In another installation – Lustre - Designing the Surface exposes the glistening coatings that afford products their irresistible glare and sparkle. Nowhere is our love for the treated surface as easy to trace as in the centuries-old obsession with the polished object. Not only on the part of those who buy these products but just as much for their makers and designers. Whilst some treatments are closely tied up with recent developments in the high-tech industry, the history of the theme lustre goes back much further than this.
We associate imitation materials primarily with the field of decorative painting techniques.
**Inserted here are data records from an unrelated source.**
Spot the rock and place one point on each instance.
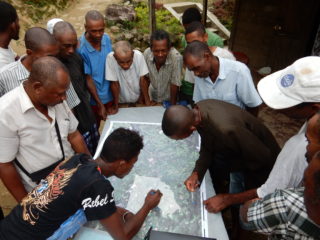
(128, 36)
(116, 12)
(115, 29)
(146, 37)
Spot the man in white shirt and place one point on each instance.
(294, 92)
(126, 69)
(221, 79)
(9, 29)
(37, 128)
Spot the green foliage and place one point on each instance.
(140, 27)
(40, 9)
(224, 11)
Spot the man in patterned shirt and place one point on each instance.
(288, 214)
(165, 66)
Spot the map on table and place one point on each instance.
(163, 164)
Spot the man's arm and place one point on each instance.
(221, 201)
(12, 180)
(201, 166)
(144, 86)
(123, 230)
(77, 143)
(254, 111)
(115, 89)
(173, 93)
(93, 91)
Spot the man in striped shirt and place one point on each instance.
(39, 43)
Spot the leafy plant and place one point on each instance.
(138, 30)
(224, 12)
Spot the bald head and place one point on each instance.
(122, 48)
(36, 38)
(196, 49)
(177, 121)
(93, 15)
(45, 70)
(62, 28)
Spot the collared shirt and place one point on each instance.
(94, 65)
(229, 130)
(234, 85)
(282, 215)
(7, 55)
(219, 52)
(291, 162)
(27, 135)
(169, 73)
(13, 74)
(129, 80)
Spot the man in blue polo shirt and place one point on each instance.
(94, 47)
(220, 78)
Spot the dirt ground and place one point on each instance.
(281, 126)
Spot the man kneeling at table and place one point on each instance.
(78, 191)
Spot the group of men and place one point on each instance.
(54, 97)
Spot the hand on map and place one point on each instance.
(216, 203)
(102, 112)
(192, 182)
(153, 198)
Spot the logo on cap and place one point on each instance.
(287, 80)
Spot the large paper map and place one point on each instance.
(165, 164)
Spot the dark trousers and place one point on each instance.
(1, 214)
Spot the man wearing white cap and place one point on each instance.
(295, 91)
(51, 23)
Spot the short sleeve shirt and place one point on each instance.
(75, 184)
(129, 80)
(7, 55)
(282, 215)
(169, 73)
(27, 135)
(291, 162)
(94, 65)
(234, 85)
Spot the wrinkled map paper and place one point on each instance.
(140, 188)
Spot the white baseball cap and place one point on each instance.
(51, 23)
(298, 83)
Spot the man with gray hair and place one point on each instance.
(66, 36)
(37, 128)
(127, 70)
(94, 47)
(39, 43)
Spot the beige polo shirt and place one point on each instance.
(27, 135)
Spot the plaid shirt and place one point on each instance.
(282, 215)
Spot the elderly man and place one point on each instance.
(165, 67)
(197, 32)
(66, 36)
(9, 29)
(290, 213)
(294, 92)
(220, 78)
(39, 43)
(126, 69)
(37, 128)
(77, 191)
(94, 47)
(232, 141)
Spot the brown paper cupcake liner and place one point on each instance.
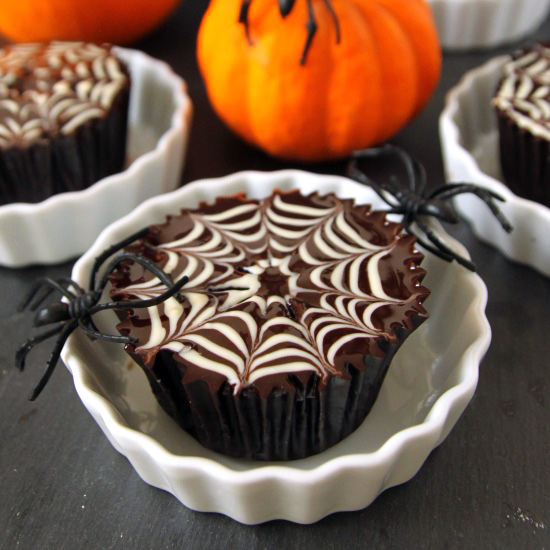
(285, 425)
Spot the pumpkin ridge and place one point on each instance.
(383, 134)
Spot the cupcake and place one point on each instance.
(63, 118)
(522, 104)
(294, 308)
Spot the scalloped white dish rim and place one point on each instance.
(533, 217)
(497, 22)
(179, 124)
(436, 424)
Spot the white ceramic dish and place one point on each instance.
(469, 141)
(429, 384)
(474, 24)
(65, 225)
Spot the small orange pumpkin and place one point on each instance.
(349, 94)
(116, 21)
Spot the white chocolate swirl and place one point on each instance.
(55, 88)
(290, 285)
(524, 92)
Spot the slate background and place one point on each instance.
(62, 485)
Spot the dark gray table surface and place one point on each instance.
(62, 485)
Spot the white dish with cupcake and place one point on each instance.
(470, 146)
(65, 224)
(430, 382)
(480, 24)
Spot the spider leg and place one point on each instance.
(54, 359)
(111, 250)
(442, 249)
(172, 291)
(335, 20)
(418, 183)
(44, 282)
(26, 347)
(147, 264)
(96, 335)
(311, 27)
(243, 18)
(451, 190)
(61, 281)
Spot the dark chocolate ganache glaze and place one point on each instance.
(278, 289)
(524, 92)
(55, 88)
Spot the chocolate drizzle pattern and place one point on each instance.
(524, 92)
(289, 285)
(54, 89)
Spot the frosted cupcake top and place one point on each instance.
(524, 91)
(286, 286)
(55, 88)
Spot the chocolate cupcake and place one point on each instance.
(294, 308)
(63, 118)
(522, 105)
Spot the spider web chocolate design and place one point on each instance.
(524, 93)
(289, 285)
(50, 89)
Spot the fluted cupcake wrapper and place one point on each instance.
(285, 425)
(66, 162)
(525, 161)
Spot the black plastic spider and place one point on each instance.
(285, 7)
(81, 305)
(413, 203)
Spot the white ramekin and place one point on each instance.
(65, 225)
(469, 141)
(471, 24)
(429, 384)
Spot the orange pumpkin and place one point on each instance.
(116, 21)
(346, 96)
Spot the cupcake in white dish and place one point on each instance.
(473, 24)
(470, 146)
(430, 383)
(522, 104)
(64, 225)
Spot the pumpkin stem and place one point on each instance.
(285, 7)
(243, 19)
(335, 19)
(311, 27)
Highly skilled craftsmen would mimic marble or rare tropical woods on top of panels made of simple pine or poplar. The theme Faux looks first and foremost at the qualities of this cosmetic layer, that in the traditions of decorative painting was not associated with cheap imitation but rather with mastership.
With the next theme, Agency our point of view shifts to the most commonplace and therefore also democratic application of the finish: the use of paint on walls and objects. Very little skill or knowledge is required to pick up some brushes and a pot of paint and leave your personal mark on a space. This is true of both domestic interiors and public space.
If paint is the most personalised form of finish, Teflon is one that repels all forms of contact. Over the past century a whole range of coatings have been developed to make objects more hygienic and antiseptic. The porcelain enamel coating of the early 20th-century bathtub in is a prime example.
Each of the above themes features its own specially designed installation in the exhibition, spread over the large exhibition space on the ground floor of Het Nieuwe Instituut. Traces of Designing the Surface can also be found in the lobby and the areas around the building. After all, the surface is all around us. On the objects in the exhibition, but also on the cars in the adjoining car park, the park bench, the façade of Sonneveld House, the book cover, the cup in the café, the floor in the exhibition space, the raincoat in the cloakroom, the mobile phone screen, the lips of a visitor.